Problem with zeroing gradients

ciw · October 19, 2019, 12:21pm

Hi, I have a problem which is bothering me for a week, any suggestion would be appreciated.

The problem is, when I tried to zeroing out part of the gradients, the corresponding weights are not frozen as expected, these weights are moving in a very small order similar to a truncation error.

In my application, I need to zero out part of the gradients under specific conditions. Here’s an example code to reproduce the error.

The code is modified from the following pytorch example.

github.com

pytorch/examples/blob/master/imagenet/main.py

import argparse
import os
import random
import shutil
import time
import warnings

import torch
import torch.nn as nn
import torch.nn.parallel
import torch.backends.cudnn as cudnn
import torch.distributed as dist
import torch.optim
import torch.multiprocessing as mp
import torch.utils.data
import torch.utils.data.distributed
import torchvision.transforms as transforms
import torchvision.datasets as datasets
import torchvision.models as models

This file has been truncated. show original

The 3 ways I use to zero out gradients, the error is still there.

model.conv1.weight.grad *= 0
model.conv1.weight.grad.fill_(0)
model.conv1.weight.grad.data.zero_()

The error is small so it does not affect the performance much, but I’d like to understand how does this happen.

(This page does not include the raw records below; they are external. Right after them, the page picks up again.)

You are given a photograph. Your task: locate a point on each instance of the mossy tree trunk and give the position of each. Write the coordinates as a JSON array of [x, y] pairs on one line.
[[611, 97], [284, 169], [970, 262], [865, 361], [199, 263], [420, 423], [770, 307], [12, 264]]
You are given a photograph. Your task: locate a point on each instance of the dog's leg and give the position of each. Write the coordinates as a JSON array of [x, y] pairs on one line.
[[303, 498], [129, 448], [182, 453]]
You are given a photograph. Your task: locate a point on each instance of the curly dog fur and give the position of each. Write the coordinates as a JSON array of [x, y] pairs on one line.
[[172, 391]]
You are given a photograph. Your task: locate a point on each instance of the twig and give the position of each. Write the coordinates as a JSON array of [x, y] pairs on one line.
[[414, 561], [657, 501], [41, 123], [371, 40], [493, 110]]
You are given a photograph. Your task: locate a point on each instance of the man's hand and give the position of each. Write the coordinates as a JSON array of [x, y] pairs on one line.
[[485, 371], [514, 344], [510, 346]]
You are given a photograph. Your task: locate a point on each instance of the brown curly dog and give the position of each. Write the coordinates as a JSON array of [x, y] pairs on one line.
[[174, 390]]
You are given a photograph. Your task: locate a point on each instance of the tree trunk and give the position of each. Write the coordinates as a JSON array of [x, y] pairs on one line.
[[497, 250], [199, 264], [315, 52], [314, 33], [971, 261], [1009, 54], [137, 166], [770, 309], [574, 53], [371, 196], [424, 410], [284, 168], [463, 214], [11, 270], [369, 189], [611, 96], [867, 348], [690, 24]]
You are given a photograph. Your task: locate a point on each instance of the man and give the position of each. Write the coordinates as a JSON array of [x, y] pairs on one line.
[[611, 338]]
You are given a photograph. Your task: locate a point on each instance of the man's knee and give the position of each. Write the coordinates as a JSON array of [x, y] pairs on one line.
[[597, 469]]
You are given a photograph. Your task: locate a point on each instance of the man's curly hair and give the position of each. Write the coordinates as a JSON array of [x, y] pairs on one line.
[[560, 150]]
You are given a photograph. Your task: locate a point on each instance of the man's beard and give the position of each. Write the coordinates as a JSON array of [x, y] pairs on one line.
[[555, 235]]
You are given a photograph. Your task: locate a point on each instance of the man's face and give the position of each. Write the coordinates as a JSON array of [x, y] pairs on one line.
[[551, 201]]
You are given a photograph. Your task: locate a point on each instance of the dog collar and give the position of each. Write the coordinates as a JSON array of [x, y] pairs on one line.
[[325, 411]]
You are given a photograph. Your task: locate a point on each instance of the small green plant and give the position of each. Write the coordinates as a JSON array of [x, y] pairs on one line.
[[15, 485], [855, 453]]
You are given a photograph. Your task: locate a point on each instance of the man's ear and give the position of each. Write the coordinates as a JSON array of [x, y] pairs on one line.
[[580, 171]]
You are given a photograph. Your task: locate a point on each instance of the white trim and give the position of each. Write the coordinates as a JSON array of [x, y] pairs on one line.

Thanks a lot.

tom · October 19, 2019, 8:23pm

If you use momentum or weight decay (from the optimizer), you will get changing parameters even when the grad has the numerical value 0.
Optimizers do special case None gradients to mean “do nothing”, but that isn’t available for parts of a parameter, but in your example model.conv1.weight.grad = None would do the trick.

Best regards

Thomas

ciw · October 21, 2019, 8:44am

Thanks Thomas.

Now I understand what is happening.